Automobile

En Algérie, bras de fer réglementaire entre Renault Algérie et le gouvernement

André Abboud, directeur de Renault Algérie, et Djamila Tamazirt, ministre de l'Industrie

André Abboud, directeur de Renault Algérie, et Djamila Tamazirt, ministre de l'Industrie © JA

Le conflit entre l’exécutif et le producteur automobile français a tourné à l’ultimatum, depuis que Renault a donné un mois à la ministre de l’Industrie pour relever le plafond de pièces importées qui lui est imposé.

Les beaux jours de Renault semblent toucher à leur fin en Algérie. Jusqu’à présent, le constructeur s’y trouvait en position dominante – avec 53 % de part de marché au premier semestre de 2019 – grâce à son usine de Oued Tlelat, près d’Oran, entrée en exploitation en 2014.

Cette implantation lui permettait non seulement d’écouler sa production locale – plus de 70 000 véhicules en 2018 – mais aussi d’obtenir des quotas d’importation de voitures neuves plus importants que ceux de ses principaux concurrents dans le pays, moins actifs industriellement sur place.

Mais le groupe français, dirigé en Algérie par André Abboud, a indiqué le 2 octobre qu’il devrait arrêter ses lignes de production d’ici au début de novembre si le ministère de l’Industrie, piloté depuis avril par Djamila Tamazirt, ne remettait pas en cause le plafond de 660 millions de dollars de pièces importées imposé au géant automobile et qu’il va prochainement dépasser.

Une situation morose pour l’automobile

Pour faire fonctionner son usine le plus longtemps possible, Renault privilégierait la production des modèles Dacia Sandero et Logan plutôt que la Renault Clio, plus coûteuse, même si ce subterfuge ne devrait repousser le dépassement du plafond que de quelques semaines.

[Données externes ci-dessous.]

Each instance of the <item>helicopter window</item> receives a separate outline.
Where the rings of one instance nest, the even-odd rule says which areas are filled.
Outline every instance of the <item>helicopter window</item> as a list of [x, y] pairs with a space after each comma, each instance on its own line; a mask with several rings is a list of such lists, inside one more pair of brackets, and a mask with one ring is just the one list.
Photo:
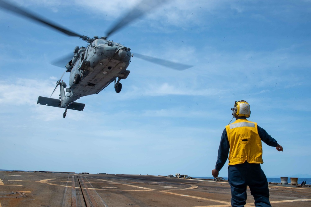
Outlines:
[[105, 39], [97, 39], [96, 44], [98, 45], [99, 44], [104, 44], [107, 43], [108, 41]]

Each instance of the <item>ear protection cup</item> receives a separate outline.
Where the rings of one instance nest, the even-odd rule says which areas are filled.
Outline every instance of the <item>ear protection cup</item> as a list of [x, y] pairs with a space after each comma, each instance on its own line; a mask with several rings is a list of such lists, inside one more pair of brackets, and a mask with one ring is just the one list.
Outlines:
[[232, 116], [235, 117], [236, 116], [239, 117], [245, 117], [248, 118], [251, 115], [251, 109], [249, 104], [247, 101], [242, 100], [234, 103], [233, 108], [231, 108], [232, 111]]

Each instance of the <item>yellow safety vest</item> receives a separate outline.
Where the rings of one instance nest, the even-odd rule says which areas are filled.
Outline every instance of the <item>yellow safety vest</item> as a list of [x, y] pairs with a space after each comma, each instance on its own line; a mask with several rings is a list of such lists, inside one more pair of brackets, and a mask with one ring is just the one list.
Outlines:
[[246, 119], [237, 119], [226, 126], [230, 145], [229, 165], [244, 163], [263, 163], [261, 139], [257, 123]]

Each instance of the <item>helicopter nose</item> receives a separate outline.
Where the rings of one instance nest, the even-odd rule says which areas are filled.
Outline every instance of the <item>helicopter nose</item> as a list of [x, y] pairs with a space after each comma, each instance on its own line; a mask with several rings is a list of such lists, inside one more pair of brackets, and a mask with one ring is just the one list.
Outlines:
[[124, 58], [126, 57], [128, 54], [128, 51], [124, 49], [121, 49], [119, 50], [118, 54], [119, 57], [121, 58]]

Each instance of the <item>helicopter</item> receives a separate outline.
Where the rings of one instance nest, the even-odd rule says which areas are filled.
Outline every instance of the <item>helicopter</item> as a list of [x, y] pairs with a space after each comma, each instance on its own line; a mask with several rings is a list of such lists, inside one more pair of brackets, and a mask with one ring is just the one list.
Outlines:
[[[95, 36], [93, 38], [72, 31], [25, 9], [3, 0], [0, 0], [0, 7], [68, 35], [79, 37], [88, 44], [86, 47], [76, 47], [73, 55], [71, 55], [73, 57], [63, 58], [70, 60], [66, 65], [66, 70], [56, 82], [56, 86], [50, 97], [38, 98], [38, 104], [65, 108], [63, 117], [65, 118], [68, 109], [83, 110], [85, 104], [75, 102], [81, 97], [98, 94], [113, 83], [116, 92], [121, 92], [122, 84], [120, 81], [126, 79], [130, 74], [130, 71], [127, 68], [134, 54], [131, 53], [130, 48], [108, 40], [108, 37], [166, 1], [142, 0], [112, 27], [105, 36]], [[193, 67], [138, 53], [135, 53], [135, 57], [176, 70], [183, 70]], [[70, 73], [68, 88], [65, 82], [61, 81], [65, 72]], [[58, 85], [60, 91], [59, 99], [51, 98]]]

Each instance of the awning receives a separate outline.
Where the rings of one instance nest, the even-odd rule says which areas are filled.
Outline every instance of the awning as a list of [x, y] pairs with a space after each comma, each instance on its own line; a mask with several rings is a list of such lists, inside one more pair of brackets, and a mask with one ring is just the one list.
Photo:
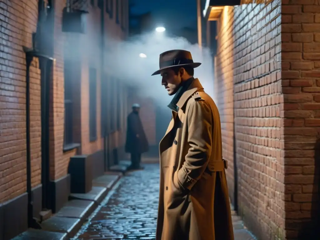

Dans l’intervalle, André Abboud dialogue avec les autorités pour tenter de faire sauter ce verrou ; et fait valoir les 700 salariés directs de l’usine menacés de « congés forcés », le partenariat avec la Société nationale des véhicules industriels (publique), actionnaire à 34 % de l’usine d’Oran, ainsi que son taux d’intégration locale, autour de 13 % de la valeur des véhicules assemblés en Algérie, plus élevé que tous les autres constructeurs ayant une unité d’assemblage dans le pays.

Renault espère également obtenir des quotas d’importation plus importants pour 2020, alors que le marché algérien est en plein marasme depuis 2015. Les ventes se situent autour de 100 000 véhicules neufs par an – chiffre à comparer aux plus de 200 000 écoulés chaque année de 2011 à 2015. Tous les autres projets industriels – au premier rang desquels celui du groupe français PSA – sont gelés en raison de la situation politique et sociale du pays.